Mann mit Mundschutzmaske sitzt nachdenklich auf einer Bank
Bildrechte: imago images/Michael Weber

Einsamkeit Soziale Isolation erhöht das Herzinfarkt-Risiko

22. Mai 2020, 05:00 Uhr

Um das Coronavirus einzudämmen, hat die Politik sozialen Abstand verordnet. Wie gefährlich das für die Gesundheit einsamer Menschen werden kann, zeigt eine Langzeitstudie aus Essen.

Menschen, die sozial isoliert leben, haben ein um 44 Prozent höheres Risiko, Herz-Kreislauf-Erkrankungen zu entwickeln, als diejenigen, die in ein soziales Umfeld integriert sind.
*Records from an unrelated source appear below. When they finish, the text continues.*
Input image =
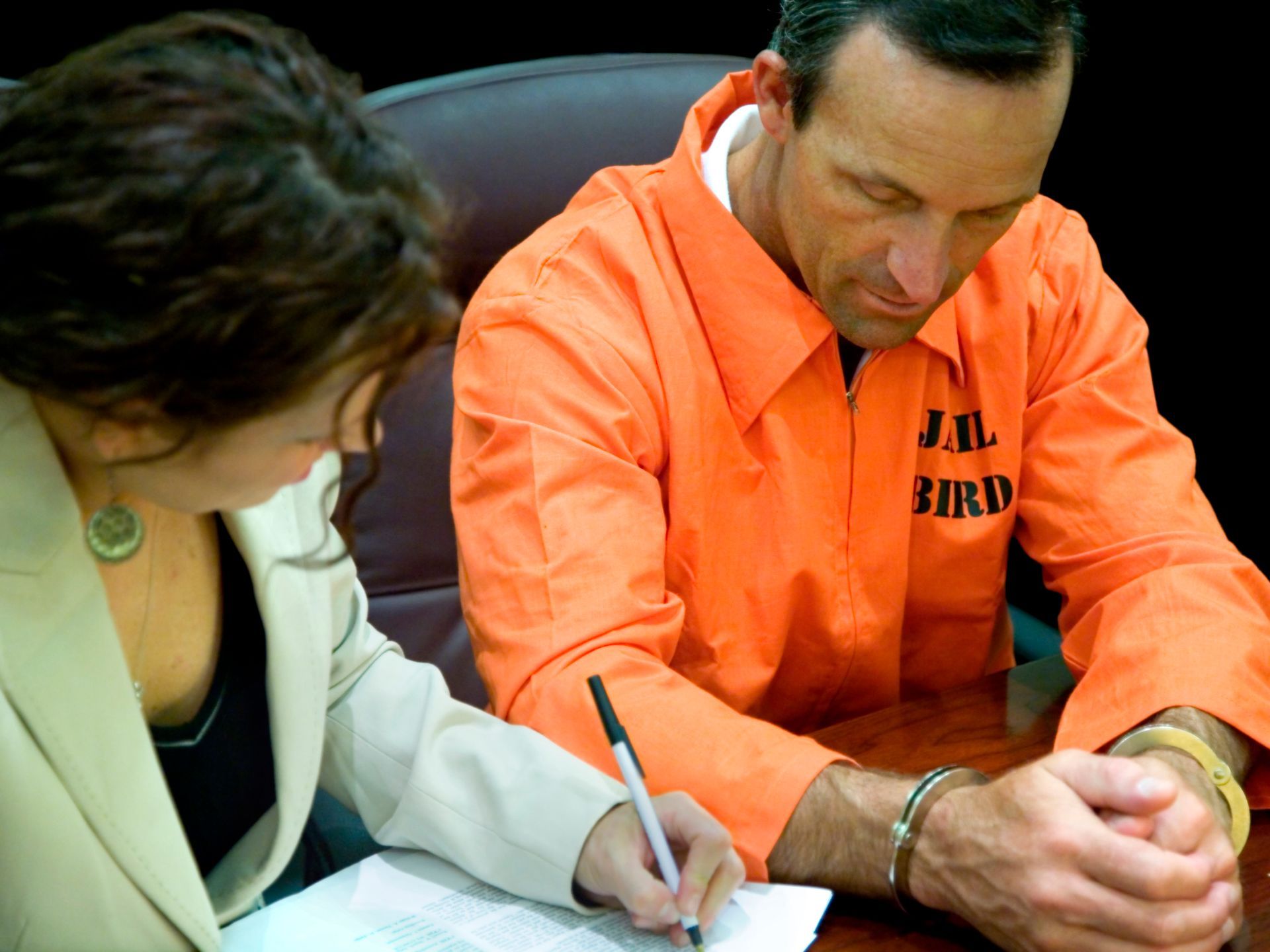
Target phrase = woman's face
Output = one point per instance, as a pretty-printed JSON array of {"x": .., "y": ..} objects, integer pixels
[{"x": 247, "y": 463}]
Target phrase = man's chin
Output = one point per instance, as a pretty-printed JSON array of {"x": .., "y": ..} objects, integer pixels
[{"x": 878, "y": 332}]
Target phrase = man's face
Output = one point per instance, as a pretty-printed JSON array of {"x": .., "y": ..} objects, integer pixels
[{"x": 902, "y": 178}]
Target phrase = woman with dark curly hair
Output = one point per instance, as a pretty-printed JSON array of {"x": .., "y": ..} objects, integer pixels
[{"x": 214, "y": 268}]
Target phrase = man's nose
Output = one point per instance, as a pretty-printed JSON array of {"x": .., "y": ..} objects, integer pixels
[{"x": 920, "y": 263}]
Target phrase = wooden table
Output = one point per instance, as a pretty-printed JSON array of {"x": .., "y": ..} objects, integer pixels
[{"x": 996, "y": 724}]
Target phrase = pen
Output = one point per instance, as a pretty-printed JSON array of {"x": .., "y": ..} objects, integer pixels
[{"x": 634, "y": 776}]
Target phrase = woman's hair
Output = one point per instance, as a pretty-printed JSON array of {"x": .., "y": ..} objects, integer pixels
[{"x": 197, "y": 219}]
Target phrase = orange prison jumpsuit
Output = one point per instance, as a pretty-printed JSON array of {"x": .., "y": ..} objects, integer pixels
[{"x": 657, "y": 477}]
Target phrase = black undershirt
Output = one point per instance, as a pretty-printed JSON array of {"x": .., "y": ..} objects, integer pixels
[
  {"x": 220, "y": 764},
  {"x": 850, "y": 357}
]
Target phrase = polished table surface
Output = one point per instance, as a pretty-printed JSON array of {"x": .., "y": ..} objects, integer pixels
[{"x": 995, "y": 724}]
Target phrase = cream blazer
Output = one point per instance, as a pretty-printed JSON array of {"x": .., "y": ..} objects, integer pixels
[{"x": 92, "y": 850}]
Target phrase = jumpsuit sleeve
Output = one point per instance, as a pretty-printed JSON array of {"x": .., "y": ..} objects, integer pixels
[{"x": 562, "y": 536}]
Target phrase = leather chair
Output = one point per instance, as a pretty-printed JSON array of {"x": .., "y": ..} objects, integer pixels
[{"x": 508, "y": 146}]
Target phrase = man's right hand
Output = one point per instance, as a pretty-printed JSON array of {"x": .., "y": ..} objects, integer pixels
[{"x": 1029, "y": 862}]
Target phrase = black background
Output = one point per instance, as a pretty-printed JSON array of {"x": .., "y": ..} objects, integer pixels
[{"x": 1154, "y": 155}]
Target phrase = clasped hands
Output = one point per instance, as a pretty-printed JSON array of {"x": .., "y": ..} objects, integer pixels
[{"x": 1083, "y": 852}]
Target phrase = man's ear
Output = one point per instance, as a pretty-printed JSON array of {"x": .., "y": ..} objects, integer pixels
[{"x": 773, "y": 95}]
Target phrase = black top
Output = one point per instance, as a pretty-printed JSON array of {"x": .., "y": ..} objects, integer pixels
[
  {"x": 850, "y": 357},
  {"x": 220, "y": 764}
]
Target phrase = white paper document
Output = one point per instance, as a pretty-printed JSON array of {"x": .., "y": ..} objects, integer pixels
[{"x": 411, "y": 902}]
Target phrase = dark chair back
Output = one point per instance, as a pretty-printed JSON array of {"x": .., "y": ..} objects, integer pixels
[{"x": 508, "y": 146}]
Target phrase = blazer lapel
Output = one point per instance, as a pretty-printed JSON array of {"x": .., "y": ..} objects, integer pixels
[
  {"x": 295, "y": 608},
  {"x": 63, "y": 668}
]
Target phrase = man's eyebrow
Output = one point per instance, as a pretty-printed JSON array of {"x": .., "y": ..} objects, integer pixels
[{"x": 887, "y": 182}]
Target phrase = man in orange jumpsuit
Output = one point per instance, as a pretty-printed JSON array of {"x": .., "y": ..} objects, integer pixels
[{"x": 748, "y": 432}]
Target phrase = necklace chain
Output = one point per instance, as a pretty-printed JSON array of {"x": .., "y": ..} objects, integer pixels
[{"x": 139, "y": 688}]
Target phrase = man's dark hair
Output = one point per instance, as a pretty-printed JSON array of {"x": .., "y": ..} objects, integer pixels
[
  {"x": 196, "y": 218},
  {"x": 1002, "y": 41}
]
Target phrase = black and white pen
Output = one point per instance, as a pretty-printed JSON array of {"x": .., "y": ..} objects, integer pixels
[{"x": 634, "y": 776}]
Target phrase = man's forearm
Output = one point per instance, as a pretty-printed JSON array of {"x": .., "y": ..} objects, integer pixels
[
  {"x": 1227, "y": 743},
  {"x": 840, "y": 834}
]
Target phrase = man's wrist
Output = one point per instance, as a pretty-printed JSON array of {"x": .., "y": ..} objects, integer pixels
[{"x": 937, "y": 843}]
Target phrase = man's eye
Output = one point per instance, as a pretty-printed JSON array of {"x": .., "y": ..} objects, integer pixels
[
  {"x": 996, "y": 215},
  {"x": 879, "y": 193}
]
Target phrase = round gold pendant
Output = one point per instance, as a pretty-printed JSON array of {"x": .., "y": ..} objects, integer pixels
[{"x": 114, "y": 532}]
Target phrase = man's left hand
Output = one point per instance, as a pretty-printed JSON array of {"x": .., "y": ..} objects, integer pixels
[{"x": 1197, "y": 822}]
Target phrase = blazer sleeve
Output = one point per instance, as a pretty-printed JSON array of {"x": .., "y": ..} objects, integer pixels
[{"x": 429, "y": 772}]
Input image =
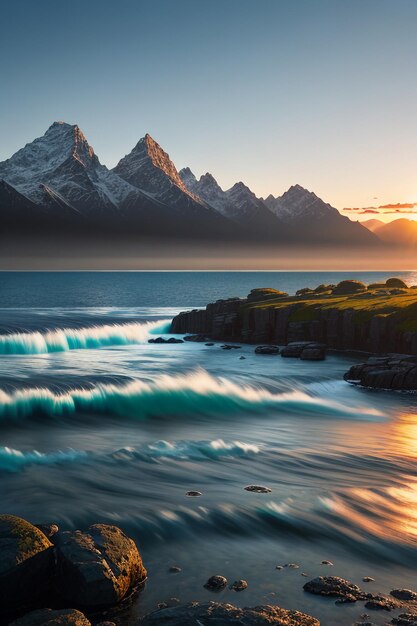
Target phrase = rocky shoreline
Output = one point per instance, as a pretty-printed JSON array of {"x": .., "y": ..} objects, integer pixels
[
  {"x": 75, "y": 578},
  {"x": 377, "y": 320}
]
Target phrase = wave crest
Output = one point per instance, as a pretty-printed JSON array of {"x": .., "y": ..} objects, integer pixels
[
  {"x": 64, "y": 339},
  {"x": 193, "y": 394}
]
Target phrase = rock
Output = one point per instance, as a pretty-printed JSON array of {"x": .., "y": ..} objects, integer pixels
[
  {"x": 306, "y": 350},
  {"x": 395, "y": 371},
  {"x": 267, "y": 350},
  {"x": 48, "y": 617},
  {"x": 333, "y": 586},
  {"x": 380, "y": 603},
  {"x": 216, "y": 583},
  {"x": 258, "y": 489},
  {"x": 99, "y": 567},
  {"x": 48, "y": 529},
  {"x": 26, "y": 562},
  {"x": 239, "y": 585},
  {"x": 405, "y": 619},
  {"x": 197, "y": 338},
  {"x": 403, "y": 594},
  {"x": 163, "y": 340},
  {"x": 313, "y": 353},
  {"x": 226, "y": 614},
  {"x": 347, "y": 287}
]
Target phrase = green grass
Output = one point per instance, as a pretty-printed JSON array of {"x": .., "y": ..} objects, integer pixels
[{"x": 367, "y": 305}]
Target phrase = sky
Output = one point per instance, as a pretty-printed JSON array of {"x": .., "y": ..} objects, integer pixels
[{"x": 321, "y": 93}]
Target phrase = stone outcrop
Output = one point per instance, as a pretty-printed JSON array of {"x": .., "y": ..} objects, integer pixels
[
  {"x": 48, "y": 617},
  {"x": 394, "y": 371},
  {"x": 99, "y": 567},
  {"x": 26, "y": 562},
  {"x": 340, "y": 328},
  {"x": 225, "y": 614}
]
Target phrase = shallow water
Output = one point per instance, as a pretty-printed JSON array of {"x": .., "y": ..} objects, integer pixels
[{"x": 98, "y": 425}]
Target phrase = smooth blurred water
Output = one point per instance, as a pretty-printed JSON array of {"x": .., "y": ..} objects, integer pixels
[{"x": 98, "y": 425}]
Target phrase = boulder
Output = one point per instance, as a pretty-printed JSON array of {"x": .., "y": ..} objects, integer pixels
[
  {"x": 347, "y": 287},
  {"x": 26, "y": 562},
  {"x": 333, "y": 586},
  {"x": 220, "y": 614},
  {"x": 267, "y": 350},
  {"x": 163, "y": 340},
  {"x": 99, "y": 567},
  {"x": 48, "y": 617}
]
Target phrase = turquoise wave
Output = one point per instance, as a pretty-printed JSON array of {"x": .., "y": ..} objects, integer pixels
[
  {"x": 192, "y": 394},
  {"x": 64, "y": 339}
]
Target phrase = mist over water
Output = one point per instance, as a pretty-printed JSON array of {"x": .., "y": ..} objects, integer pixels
[{"x": 98, "y": 425}]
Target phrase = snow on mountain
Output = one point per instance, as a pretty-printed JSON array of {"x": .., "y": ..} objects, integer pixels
[
  {"x": 149, "y": 167},
  {"x": 299, "y": 204},
  {"x": 239, "y": 204},
  {"x": 63, "y": 166}
]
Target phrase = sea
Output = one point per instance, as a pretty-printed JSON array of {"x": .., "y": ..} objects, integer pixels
[{"x": 98, "y": 425}]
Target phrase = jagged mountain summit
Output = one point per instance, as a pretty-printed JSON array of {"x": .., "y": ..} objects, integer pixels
[
  {"x": 238, "y": 204},
  {"x": 57, "y": 180},
  {"x": 315, "y": 219},
  {"x": 61, "y": 171}
]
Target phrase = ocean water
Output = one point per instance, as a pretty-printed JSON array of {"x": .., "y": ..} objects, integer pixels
[{"x": 98, "y": 425}]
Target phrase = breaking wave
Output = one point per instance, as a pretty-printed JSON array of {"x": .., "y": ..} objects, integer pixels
[
  {"x": 193, "y": 394},
  {"x": 64, "y": 339},
  {"x": 15, "y": 460}
]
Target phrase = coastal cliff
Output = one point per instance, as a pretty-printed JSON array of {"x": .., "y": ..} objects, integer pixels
[{"x": 374, "y": 318}]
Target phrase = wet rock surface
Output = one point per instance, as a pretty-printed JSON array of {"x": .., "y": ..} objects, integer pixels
[
  {"x": 394, "y": 371},
  {"x": 219, "y": 614},
  {"x": 98, "y": 567},
  {"x": 333, "y": 586},
  {"x": 26, "y": 562},
  {"x": 48, "y": 617},
  {"x": 258, "y": 489},
  {"x": 267, "y": 350},
  {"x": 216, "y": 583},
  {"x": 163, "y": 340}
]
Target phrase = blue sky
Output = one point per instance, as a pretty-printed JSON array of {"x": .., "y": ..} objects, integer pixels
[{"x": 272, "y": 92}]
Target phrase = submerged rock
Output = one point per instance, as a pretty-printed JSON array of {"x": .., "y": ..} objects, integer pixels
[
  {"x": 226, "y": 614},
  {"x": 381, "y": 603},
  {"x": 404, "y": 594},
  {"x": 333, "y": 586},
  {"x": 48, "y": 617},
  {"x": 26, "y": 562},
  {"x": 239, "y": 585},
  {"x": 258, "y": 489},
  {"x": 163, "y": 340},
  {"x": 267, "y": 350},
  {"x": 99, "y": 567},
  {"x": 216, "y": 583}
]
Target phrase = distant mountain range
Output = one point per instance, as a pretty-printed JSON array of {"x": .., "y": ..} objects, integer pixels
[{"x": 57, "y": 182}]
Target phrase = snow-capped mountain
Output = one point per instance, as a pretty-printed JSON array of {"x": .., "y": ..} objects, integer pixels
[
  {"x": 313, "y": 218},
  {"x": 149, "y": 168},
  {"x": 61, "y": 168},
  {"x": 57, "y": 180},
  {"x": 238, "y": 204}
]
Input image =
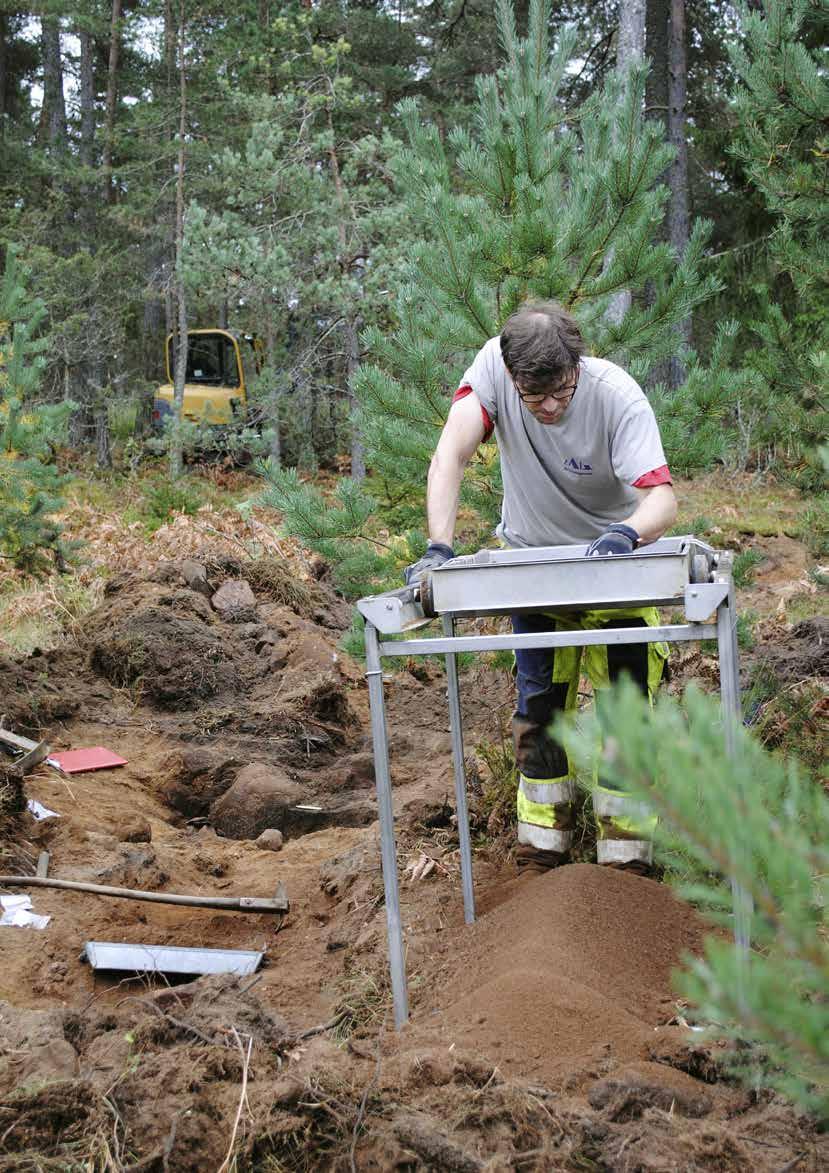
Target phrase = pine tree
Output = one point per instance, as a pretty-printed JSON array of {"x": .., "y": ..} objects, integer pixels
[
  {"x": 759, "y": 820},
  {"x": 783, "y": 109},
  {"x": 535, "y": 201},
  {"x": 29, "y": 483}
]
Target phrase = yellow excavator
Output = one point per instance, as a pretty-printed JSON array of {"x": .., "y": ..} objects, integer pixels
[{"x": 221, "y": 367}]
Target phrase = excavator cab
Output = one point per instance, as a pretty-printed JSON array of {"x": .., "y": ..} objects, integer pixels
[{"x": 221, "y": 366}]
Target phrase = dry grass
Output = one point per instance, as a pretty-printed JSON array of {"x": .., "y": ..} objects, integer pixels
[{"x": 41, "y": 612}]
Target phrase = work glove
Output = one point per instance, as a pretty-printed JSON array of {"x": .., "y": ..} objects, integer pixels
[
  {"x": 617, "y": 538},
  {"x": 436, "y": 554}
]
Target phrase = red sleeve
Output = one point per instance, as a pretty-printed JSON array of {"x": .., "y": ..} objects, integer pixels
[
  {"x": 660, "y": 475},
  {"x": 488, "y": 426}
]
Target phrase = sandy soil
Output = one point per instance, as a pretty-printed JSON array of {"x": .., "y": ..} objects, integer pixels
[{"x": 543, "y": 1037}]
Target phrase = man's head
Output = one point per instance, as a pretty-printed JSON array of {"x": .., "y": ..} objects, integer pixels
[{"x": 541, "y": 346}]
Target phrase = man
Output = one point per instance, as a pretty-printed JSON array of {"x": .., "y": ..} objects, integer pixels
[{"x": 582, "y": 462}]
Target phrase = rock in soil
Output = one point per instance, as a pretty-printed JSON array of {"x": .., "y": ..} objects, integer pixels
[{"x": 262, "y": 797}]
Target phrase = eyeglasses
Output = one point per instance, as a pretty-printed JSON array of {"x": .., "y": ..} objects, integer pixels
[{"x": 534, "y": 398}]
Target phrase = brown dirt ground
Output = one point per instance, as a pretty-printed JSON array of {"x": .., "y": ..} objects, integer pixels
[{"x": 543, "y": 1037}]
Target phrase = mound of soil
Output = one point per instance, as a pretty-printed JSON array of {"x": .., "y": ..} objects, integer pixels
[{"x": 573, "y": 965}]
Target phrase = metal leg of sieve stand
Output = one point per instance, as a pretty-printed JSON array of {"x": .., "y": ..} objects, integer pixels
[
  {"x": 461, "y": 809},
  {"x": 387, "y": 846},
  {"x": 732, "y": 713}
]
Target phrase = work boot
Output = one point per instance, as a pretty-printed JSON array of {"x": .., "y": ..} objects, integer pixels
[
  {"x": 527, "y": 856},
  {"x": 638, "y": 867}
]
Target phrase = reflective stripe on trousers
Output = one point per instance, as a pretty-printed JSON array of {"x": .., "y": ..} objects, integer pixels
[
  {"x": 545, "y": 813},
  {"x": 548, "y": 684}
]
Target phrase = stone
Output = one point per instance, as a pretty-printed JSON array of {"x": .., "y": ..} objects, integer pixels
[
  {"x": 196, "y": 577},
  {"x": 271, "y": 840},
  {"x": 136, "y": 831},
  {"x": 196, "y": 778},
  {"x": 235, "y": 601},
  {"x": 260, "y": 798}
]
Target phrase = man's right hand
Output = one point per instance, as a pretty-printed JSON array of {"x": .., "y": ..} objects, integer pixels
[{"x": 436, "y": 554}]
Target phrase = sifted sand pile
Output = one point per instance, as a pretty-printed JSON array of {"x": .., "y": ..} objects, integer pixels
[{"x": 575, "y": 964}]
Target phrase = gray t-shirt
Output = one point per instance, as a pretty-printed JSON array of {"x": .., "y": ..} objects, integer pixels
[{"x": 565, "y": 482}]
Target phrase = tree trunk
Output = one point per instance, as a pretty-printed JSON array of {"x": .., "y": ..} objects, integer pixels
[
  {"x": 630, "y": 48},
  {"x": 4, "y": 70},
  {"x": 176, "y": 454},
  {"x": 109, "y": 191},
  {"x": 678, "y": 174},
  {"x": 358, "y": 452},
  {"x": 273, "y": 405},
  {"x": 358, "y": 459},
  {"x": 53, "y": 115},
  {"x": 87, "y": 143},
  {"x": 103, "y": 451},
  {"x": 630, "y": 45},
  {"x": 657, "y": 49}
]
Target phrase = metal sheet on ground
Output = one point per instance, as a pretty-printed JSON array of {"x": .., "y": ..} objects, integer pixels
[{"x": 107, "y": 955}]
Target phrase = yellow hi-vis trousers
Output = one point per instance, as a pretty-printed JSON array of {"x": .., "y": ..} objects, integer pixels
[{"x": 548, "y": 684}]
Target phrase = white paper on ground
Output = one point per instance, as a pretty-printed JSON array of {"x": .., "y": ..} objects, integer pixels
[
  {"x": 17, "y": 912},
  {"x": 40, "y": 812}
]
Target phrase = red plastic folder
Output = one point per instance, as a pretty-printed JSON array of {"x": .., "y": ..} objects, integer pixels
[{"x": 76, "y": 761}]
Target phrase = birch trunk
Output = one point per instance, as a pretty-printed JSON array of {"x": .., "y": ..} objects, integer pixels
[
  {"x": 53, "y": 115},
  {"x": 678, "y": 174},
  {"x": 630, "y": 47},
  {"x": 176, "y": 454},
  {"x": 109, "y": 192}
]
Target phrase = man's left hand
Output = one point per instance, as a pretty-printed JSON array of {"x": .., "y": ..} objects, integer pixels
[{"x": 617, "y": 538}]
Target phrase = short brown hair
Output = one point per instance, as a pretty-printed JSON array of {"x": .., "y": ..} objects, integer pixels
[{"x": 541, "y": 341}]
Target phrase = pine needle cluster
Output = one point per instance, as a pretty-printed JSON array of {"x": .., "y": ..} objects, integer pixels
[{"x": 535, "y": 201}]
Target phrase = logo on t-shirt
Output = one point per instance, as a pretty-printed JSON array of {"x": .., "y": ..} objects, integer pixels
[{"x": 579, "y": 467}]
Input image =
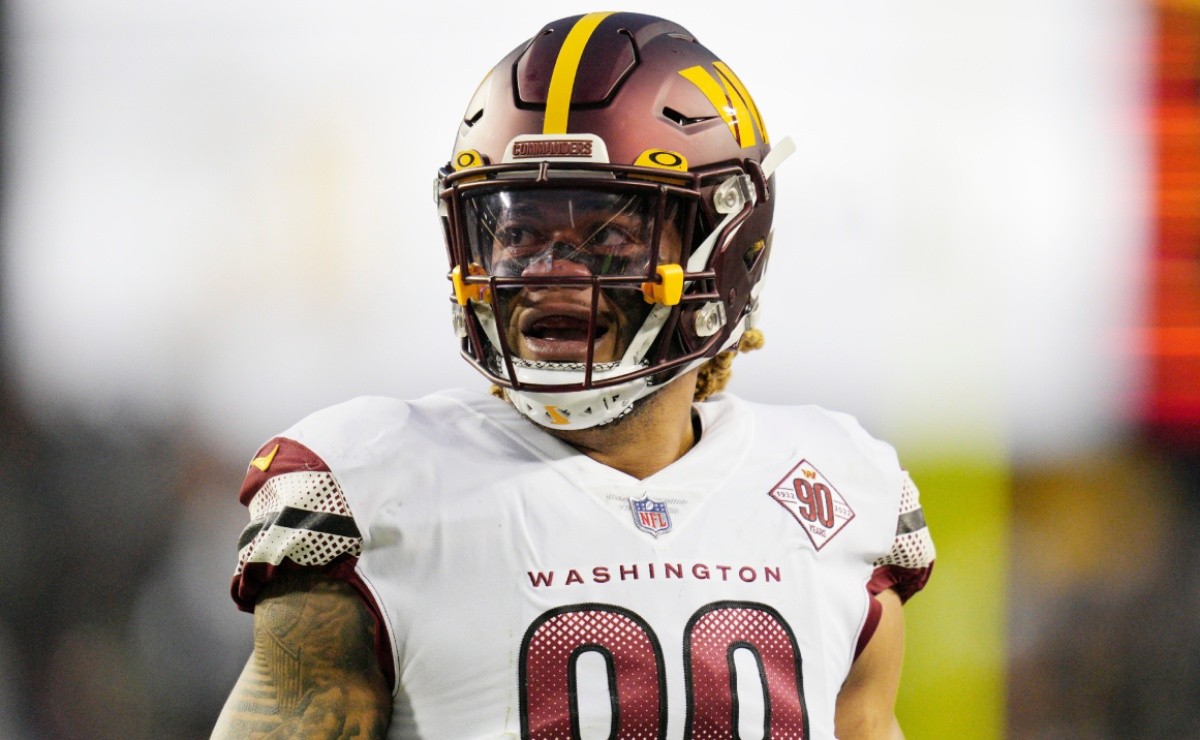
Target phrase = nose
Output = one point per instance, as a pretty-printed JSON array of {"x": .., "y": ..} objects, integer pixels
[{"x": 561, "y": 258}]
Das zeigt eine neue Studie von Forschern des Universitätsklinikums Duisburg-Essen. Demnach sterben die Isolierten auch etwa 50 Prozent häufiger an Herzinfarkten oder Schlaganfällen.

Soziale Isolation beschädigt Herzgesundheit

Im Rahmen der Heinz-Nixdorf-Recall-Studie haben die Wissenschaftler über 13 Jahre die gesundheitlichen Entwicklungen von insgesamt 4.316 Personen verfolgt. Zu Beginn erhoben sie, mit wem die Teilnehmer zusammenlebten, ob sie verheiratet waren, wie eng der Kontakt zu Freunden und Familie war, oder ob sie Mitglieder in einem Verein, einer Partei oder in Berufsverbänden waren. Keiner der Teilnehmer litt bei Studienbeginn an Herz-Kreislauf-Erkrankungen.

"Wir wissen bereits, dass Einsamkeit oder fehlender Kontakt zu engen Freunden und Familie Auswirkungen auf die körperliche Gesundheit haben kann", sagt Janine Gronewold, die die Daten ausgewertet hat. "Was uns diese Studie zeigt, ist, dass starke soziale Beziehungen großen Einfluss auf die Herzgesundheit haben und eine ähnlich wichtige Rolle spielen wie ein gesunder Blutdruck, ein akzeptabler Cholesterinspiegel und ein normales Gewicht.“

Beunruhigende Erkenntnisse vor dem Hintergrund von Corona

In den 13 Jahren der Untersuchung kam es bei den Teilnehmern zu insgesamt 339 Infarkten. 530 Teilnehmer starben. Bereinigt um den Einfluss klassischer Risikofaktoren zeigte sich, dass mangelnde soziale Einbindung das Risiko einer Herz-Kreislauf-Erkrankung um 44 Prozent erhöhte. Alle Risikofaktoren zusammen erhöhten das Sterberisiko um 47 Prozent. Unabhängig davon erhöhte auch fehlende finanzielle Unterstützung das Infarktrisiko um 30 Prozent.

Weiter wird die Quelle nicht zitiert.